Posts Tagged ‘苏州’

Jumping shrimp

Monday, December 15th, 2008

Today Joy 女王 and Chris 猴王 went to Taihu Lake (太湖) and West Mountain Island (西山岛) and ate jumping shrimp.

First we went to a long, wooden pier that leads out over the lake. You can see big schools of tiny fish among the seaweed in the calm lake water.

For lunch, we drove by a number of 农家, farmer’s homes that are partly converted into restaurants. There were about six of them by the road, and being such a quiet day, one farmer’s wife was outside each house frantically beckoning us to her restaurant. We ate big platefuls of delicious seafood, including one dish of shrimp that were still alive! They were cooked but not so cooked that they actually died. The shrimp were semi transparent and soaked in a liqueur that drugged them long enough that they more or less stopped moving after a few minutes. At first of course I was wary, but they turned out to taste really good.

I also ate 螺, which is a kind of snail I ate several times at Joy’s house in Fujian. They don’t have a lot of taste but they come in a really good sauce. To eat them, you take a toothpick, stick it in and slowly pull the snail out of its spiral shell. If you are skilled enough and in a hurry you can eat about ten in a minute. At that rate it would take you an hour to fill up on them.

After lunch, we went to Shigong Hill (石宫山), a park by the lake with a small Buddhist temple and a playground. We went in the temple and saw the four god kings that you see when you go to most Buddhist temples in China, and big Buddha and his big belly. In the yard was a number of stumps for those training in kung fu to step on. You are supposed to close your eyes and balance or walk from one to another. I could do it a little but I think I need more practice. The playground had old swings and some rope things that are hard to cross but worth the exercise.

And on the way home, we looked at some expensive villas that are for rent and for sale. Some of them are empty and can be rented by the night, so we thought it would be a great idea to rent one for Christmas and have our friends come for a party. We will ask our friends (contact me if you want to come!) and have a big Christmas party at Taihu! 好兴奋啊!

Zhouzhuang 周庄

Tuesday, September 23rd, 2008

Zhouzhuang is a town outside Suzhou. I hesitate to call it a tourist town but the tourist spots were all we saw. We went there for the day and saw this charming little old town and had a great time.

Monkey royalty Chris and Joy went with apes Ivy, Sharrif and Chris (from China, England and England) to Zhouzhuang. If you have ever been to Shantangjie (山塘街, you have a good idea what Zhouzhuang is like. It is mostly narrow, cobbled streets with little shops on either side, and canals running through the town. The canals apparently form the character 井, which means a well (although that is presumably incidental).

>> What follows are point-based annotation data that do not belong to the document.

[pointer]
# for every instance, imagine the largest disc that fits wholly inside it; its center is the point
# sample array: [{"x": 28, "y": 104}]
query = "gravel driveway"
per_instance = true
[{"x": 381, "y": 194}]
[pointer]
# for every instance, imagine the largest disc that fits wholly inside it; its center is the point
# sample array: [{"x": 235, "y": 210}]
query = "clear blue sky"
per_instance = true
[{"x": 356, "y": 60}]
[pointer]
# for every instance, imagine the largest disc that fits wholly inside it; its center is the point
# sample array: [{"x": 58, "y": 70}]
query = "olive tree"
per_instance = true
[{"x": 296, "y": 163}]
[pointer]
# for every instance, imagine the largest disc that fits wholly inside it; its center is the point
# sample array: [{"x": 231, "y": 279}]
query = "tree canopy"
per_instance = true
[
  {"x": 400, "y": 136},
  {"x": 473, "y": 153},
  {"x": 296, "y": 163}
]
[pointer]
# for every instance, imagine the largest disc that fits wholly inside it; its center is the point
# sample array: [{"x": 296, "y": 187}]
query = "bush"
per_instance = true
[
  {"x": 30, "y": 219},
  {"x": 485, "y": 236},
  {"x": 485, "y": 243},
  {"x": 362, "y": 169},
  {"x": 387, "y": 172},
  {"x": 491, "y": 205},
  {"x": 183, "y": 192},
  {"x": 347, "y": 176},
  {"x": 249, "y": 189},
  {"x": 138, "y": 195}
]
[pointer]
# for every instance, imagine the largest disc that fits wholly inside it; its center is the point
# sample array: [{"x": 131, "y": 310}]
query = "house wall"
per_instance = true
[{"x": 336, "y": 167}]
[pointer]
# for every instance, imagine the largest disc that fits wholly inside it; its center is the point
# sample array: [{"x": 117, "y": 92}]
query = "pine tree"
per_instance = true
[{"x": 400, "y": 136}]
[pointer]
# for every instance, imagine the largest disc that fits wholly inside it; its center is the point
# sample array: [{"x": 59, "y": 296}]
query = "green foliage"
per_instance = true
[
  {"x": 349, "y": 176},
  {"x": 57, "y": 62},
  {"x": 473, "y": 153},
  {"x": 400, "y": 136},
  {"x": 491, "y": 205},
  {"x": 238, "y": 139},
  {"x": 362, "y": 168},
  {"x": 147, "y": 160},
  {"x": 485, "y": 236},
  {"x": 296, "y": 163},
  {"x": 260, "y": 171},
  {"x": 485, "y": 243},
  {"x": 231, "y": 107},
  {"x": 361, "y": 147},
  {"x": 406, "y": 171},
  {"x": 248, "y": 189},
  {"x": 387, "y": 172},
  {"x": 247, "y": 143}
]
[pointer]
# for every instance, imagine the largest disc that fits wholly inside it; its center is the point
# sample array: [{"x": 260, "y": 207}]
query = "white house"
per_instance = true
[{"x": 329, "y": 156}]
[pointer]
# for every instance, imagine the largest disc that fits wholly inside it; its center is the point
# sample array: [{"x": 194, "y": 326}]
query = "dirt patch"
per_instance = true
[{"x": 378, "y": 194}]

The town is sprinkled with attractions like big houses for lords, parks, a daoist temple and, of course, the canals. In case you have not been to Suzhou, it has canals running in each direction through it, running alongside main streets and necessitating bridges everywhere. It is my favourite part of living in Suzhou, in fact. And in Zhouzhuang, the canals are even more obvious.

They are full of boats waiting to take tourists, but they are organised so that not everyone is yelling at you to go with them. We went through the town on a boat that rocked perilously left and right as we moved. The old man rowing was singing in the local dialect, which some of us didn’t like but I loved. He asked for a tip for the song and even though, for some reason, there was a sign saying we should not give him tips, I handed him ten kuai (a dollar and a half). He raised two fingers, asking for twenty kuai, and I laughed and said no. He kept smiling anyway.

The boat ride was my favourite part of the day. It was peaceful, musical and interesting at the same time. We got to see the old walls of the houses lined up by the canal, the banks, the boats, the bridges and the birds.

Traveling to Zhouzhuang was a bit more expensive than last year’s trip to Qinhuangdao and Beidaihe (in Hebei, when we lived in Beijing), and it was quite touristy, which can be really annoying in China, but overall it was worth the time and money. We would also like to visit Tongli (同理), near Zhouzhuang and, so they say, far less touristy. Guess that’s our next stop!